A Mid-Century Modern Bungalow
One of the perks of being a talented furniture designer is that beautiful pieces for your home are never in short supply. The Consortium got a chance to catch-up with Ryan Spotowski of Ryspot in his gorgeously renovated 1960s bungalow he shares with his fiancée in Edmonton, Alberta. Manifesto For A Well Curated Home Our home feels like our own because the furniture has been touched by the hands of others. There's a flowing combination of vintage furniture that we've received from family, we've collected, and original pieces we've created. Each of these pieces have a history and tells a story within the place we live.The Concept of Home We focused on curating our home to reflect our personalities. We wanted a space with a lot of colour and life and specifically stayed away from a monochromatic pallet. We wanted to include texture and pattern to bring the house to life and give it character. So - when you come home in the middle of a Canadian winter after only a few hours of daylight, returning to a space that is full of colour and life is important. I am going for a space that feels welcoming, warm, and makes you feel a little childish.A Furry Home Companion Our cat Draco loves to climb around on the hexagon walnut tables in our downstairs living room. We'll often have a bowl of popcorn on one table and some drinks on another, and the cat just wants to be right in the middle of the action. He has such a distinct personality. The three of us really seem to mesh well together.
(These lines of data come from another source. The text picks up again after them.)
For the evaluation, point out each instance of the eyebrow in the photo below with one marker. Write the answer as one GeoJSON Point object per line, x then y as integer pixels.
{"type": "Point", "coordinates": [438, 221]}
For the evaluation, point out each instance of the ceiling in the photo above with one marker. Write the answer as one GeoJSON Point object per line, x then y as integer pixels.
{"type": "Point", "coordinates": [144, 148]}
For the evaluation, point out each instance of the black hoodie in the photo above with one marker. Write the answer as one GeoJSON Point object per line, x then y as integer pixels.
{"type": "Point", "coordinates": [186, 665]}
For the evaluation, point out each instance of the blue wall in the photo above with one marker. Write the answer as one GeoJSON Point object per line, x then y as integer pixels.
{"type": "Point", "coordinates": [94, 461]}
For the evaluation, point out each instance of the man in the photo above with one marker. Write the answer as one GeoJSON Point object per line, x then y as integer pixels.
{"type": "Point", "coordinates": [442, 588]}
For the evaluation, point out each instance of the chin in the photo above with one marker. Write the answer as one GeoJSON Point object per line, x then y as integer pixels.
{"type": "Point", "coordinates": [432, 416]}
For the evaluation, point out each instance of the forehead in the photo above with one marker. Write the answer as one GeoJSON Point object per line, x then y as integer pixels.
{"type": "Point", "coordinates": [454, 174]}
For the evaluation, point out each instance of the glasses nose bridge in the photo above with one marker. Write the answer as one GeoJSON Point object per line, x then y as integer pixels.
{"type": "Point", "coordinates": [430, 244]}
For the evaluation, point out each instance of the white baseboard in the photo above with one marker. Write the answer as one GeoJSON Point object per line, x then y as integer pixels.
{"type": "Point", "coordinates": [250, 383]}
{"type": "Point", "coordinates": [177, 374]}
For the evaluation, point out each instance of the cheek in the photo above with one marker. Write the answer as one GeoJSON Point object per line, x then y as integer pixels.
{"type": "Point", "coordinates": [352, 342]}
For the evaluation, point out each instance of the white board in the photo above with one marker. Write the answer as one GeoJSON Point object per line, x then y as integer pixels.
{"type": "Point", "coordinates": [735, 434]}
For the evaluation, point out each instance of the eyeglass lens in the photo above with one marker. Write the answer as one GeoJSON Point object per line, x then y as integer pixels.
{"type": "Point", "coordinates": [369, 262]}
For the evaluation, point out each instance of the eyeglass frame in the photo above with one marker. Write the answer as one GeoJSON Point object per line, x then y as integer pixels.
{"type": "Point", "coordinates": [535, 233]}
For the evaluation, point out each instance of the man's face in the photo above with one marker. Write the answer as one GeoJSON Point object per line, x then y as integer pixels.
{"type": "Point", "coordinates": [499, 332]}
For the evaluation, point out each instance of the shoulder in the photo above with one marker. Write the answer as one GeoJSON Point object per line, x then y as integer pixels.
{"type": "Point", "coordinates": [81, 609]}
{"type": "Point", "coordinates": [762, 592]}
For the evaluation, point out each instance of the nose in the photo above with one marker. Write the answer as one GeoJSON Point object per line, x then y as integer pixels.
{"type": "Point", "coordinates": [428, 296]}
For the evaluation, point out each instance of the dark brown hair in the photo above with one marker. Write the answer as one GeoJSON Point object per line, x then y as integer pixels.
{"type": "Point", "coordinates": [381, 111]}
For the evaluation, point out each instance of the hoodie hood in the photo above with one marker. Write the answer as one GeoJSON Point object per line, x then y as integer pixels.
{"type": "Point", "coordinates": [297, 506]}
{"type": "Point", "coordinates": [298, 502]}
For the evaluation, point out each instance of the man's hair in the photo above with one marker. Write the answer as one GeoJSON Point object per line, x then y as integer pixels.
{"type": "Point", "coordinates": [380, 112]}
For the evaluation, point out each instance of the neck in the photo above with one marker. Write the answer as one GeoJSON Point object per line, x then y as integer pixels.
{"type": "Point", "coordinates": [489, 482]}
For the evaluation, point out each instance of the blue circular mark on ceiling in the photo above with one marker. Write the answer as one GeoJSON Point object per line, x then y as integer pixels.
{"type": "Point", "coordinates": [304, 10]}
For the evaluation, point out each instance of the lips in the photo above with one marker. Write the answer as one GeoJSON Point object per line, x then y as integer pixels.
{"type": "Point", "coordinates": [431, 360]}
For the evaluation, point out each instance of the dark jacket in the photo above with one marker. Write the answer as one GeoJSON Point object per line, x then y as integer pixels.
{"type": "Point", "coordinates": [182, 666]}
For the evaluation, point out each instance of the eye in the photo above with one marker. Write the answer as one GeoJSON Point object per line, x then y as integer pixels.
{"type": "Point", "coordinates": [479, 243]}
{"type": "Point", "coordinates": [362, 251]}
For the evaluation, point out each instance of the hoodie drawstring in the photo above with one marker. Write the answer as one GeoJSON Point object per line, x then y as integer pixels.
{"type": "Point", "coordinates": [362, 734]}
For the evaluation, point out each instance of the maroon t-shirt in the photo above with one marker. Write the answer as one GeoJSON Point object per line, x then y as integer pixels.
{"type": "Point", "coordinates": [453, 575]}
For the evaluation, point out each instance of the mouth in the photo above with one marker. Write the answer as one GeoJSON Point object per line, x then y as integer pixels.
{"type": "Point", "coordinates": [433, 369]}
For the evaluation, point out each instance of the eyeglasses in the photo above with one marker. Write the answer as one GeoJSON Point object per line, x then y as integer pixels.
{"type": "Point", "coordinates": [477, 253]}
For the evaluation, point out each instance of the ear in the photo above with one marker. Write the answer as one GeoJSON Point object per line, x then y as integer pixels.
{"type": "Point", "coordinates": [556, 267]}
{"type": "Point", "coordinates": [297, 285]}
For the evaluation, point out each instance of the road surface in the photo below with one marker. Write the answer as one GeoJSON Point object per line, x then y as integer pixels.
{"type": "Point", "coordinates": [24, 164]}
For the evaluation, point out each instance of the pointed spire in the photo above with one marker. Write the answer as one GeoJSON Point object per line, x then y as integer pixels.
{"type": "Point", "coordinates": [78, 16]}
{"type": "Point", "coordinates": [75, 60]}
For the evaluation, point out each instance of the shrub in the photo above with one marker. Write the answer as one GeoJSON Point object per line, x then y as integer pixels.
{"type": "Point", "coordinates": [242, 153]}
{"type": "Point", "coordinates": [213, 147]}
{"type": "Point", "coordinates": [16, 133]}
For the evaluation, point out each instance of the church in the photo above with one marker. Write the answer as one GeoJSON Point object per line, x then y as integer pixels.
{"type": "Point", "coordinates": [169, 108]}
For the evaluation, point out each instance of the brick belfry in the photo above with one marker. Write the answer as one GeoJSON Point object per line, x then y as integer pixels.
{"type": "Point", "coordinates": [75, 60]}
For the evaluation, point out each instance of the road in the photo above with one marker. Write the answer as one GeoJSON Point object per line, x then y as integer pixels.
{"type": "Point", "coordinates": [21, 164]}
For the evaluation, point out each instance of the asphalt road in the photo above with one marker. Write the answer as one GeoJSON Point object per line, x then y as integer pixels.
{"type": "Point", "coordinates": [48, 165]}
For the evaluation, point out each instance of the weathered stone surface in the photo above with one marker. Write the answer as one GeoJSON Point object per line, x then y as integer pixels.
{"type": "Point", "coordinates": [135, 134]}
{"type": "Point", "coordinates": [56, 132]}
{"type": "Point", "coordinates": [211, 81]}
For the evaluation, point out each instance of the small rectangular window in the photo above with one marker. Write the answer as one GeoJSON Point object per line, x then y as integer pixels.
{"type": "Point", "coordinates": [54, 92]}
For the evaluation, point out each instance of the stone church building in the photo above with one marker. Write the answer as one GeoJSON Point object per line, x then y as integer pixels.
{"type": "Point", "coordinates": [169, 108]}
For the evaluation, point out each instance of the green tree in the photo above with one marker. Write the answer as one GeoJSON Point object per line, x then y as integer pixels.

His other favourite watching perch is the back of the Gus* Modern chair in the living room. At night when we drive up to the house, you can see his glowing eyes watching.
Work In Progress I could not live in the house without projects to do. I really like that we haven't furnished the whole house yet. There's still a nursery and wine room that we want to furnish. I think the possibility that both those rooms give me creativitly is very inspiring. Once those rooms are done, I'll probably continue working on something else. Having a home is a never-ending process. You may have to settle for certain furniture or finishes when moving in, but having a plan to upgrade in the future is inspiring and exciting.
An Authentic Presence To Design I've been focusing on natural patterns for my pieces lately. For instance, the grouping of walnut hexagon tables in the living room are based off of patterns found in basalt columns. The Gull Wing Table in the bedroom is based off of a bird in flight. The J5 concrete table takes inspiration from bubbles forming. But I think my background in construction has a lot of influence as well that I really don't acknowledge enough. Some people can find it limiting to try to work out how to build something at an early stage in the design process. But for me, I'm focused on construction almost immediately. I try to use materials to the best of their ability while honouring their heritage. The J5 table uses concrete in a traditional way, but I was really trying to push what concrete could be in terms of form.The Furniture Designer It's an honour to have my designs in other people's homes. People can choose any piece of furniture by any designer at any time; and when they choose me, it's really cool. It's a very humbling process to have someone seek you out because they like what you do. On one hand, you question yourself, and wonder if you can live up to their expectations. But on the other hand, this desire to serve comes from within and you wonder how you can exceed their expectations. It's something to get you out of bed in the morning, knowing that you're going to make something that is going to be very special for someone today; the actions you take will have a lasting effect on someone you've never met. And they'll even pay you - It's fantastic! When you can survive on design and the fruits of your labour, it's really cool and really humbling. It makes me want to design more and solve more problems for people.